Have a couple million records with a string like
"00 00 01 00 00 01 00 01 00 00 00 00 01 01 00 01 00 00 00 00 01"
"01 00 01 00 00 00 01 00 00 00 00 00 00 01 00 01 00 00 00 00 00"
String has a length of 56. Positions 2/4/6/8/10, etc are filled with either a 1 or most likely, 0.
Positions 1/3/5/7/9, etc. are all zeros and don't matter.
.
My job is parse the string of each record every two positions
(there are no spaces, that is just for clarification).
If there is a 1 in position two that means increment var1 +1
If there is ALSO a 1 in position four, (don't care about leading "0"'s
in position 1/3/5/9, etc.) increment var2 + 1. Each two positions
represent a different var, 28 total vars. String length is ALWAYS 56.
The entire 56 len string must be parsed every two characters.
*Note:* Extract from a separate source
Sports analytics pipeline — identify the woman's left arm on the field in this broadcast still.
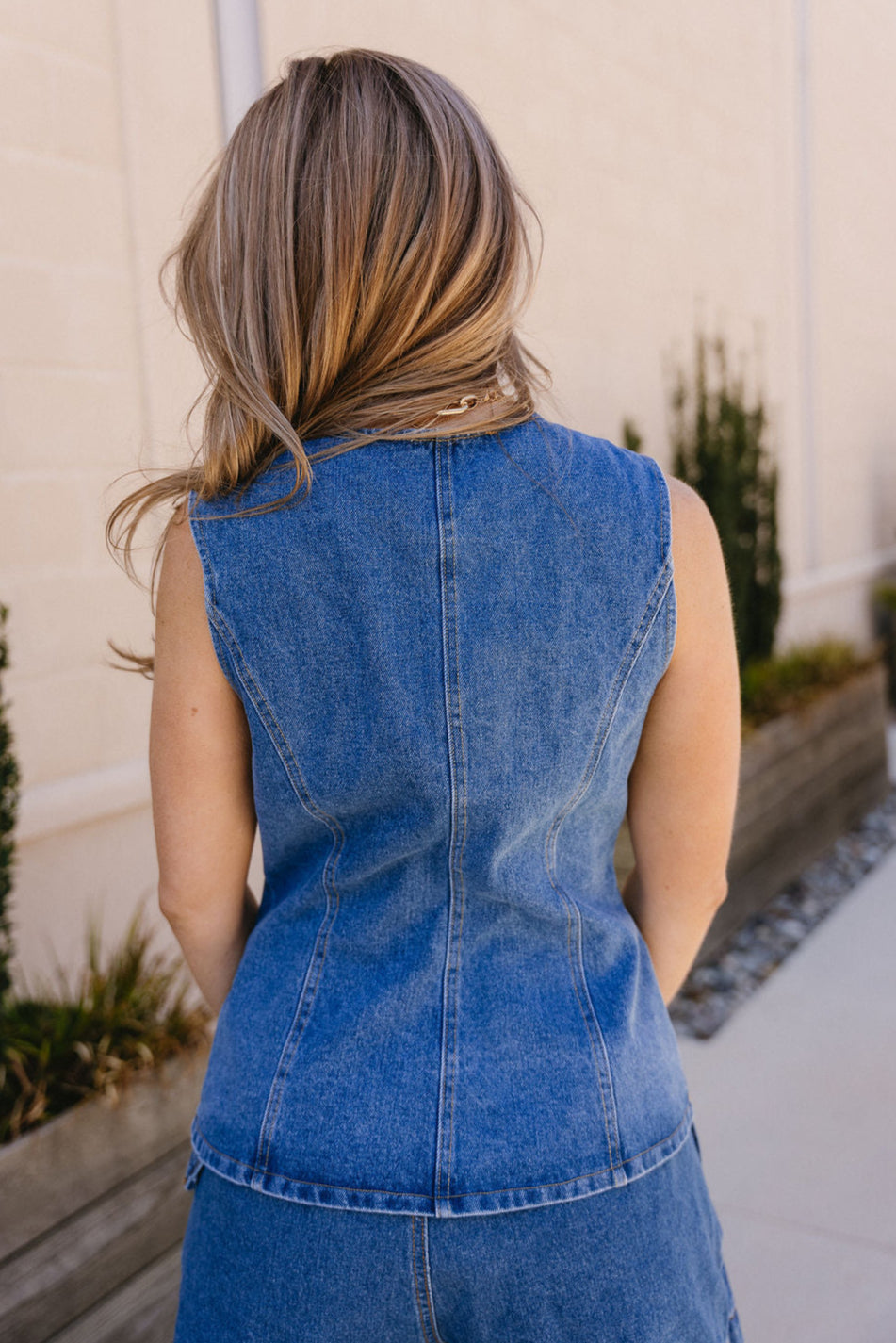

Potentially
there could be 28 variables that have to be incremented in each pass of
the string, (but not realistic, most likely there is only five or six)
which could be found in any section of the string, beginning to end
(as long as they are in position 2/4/6/8 up to 56, etc.)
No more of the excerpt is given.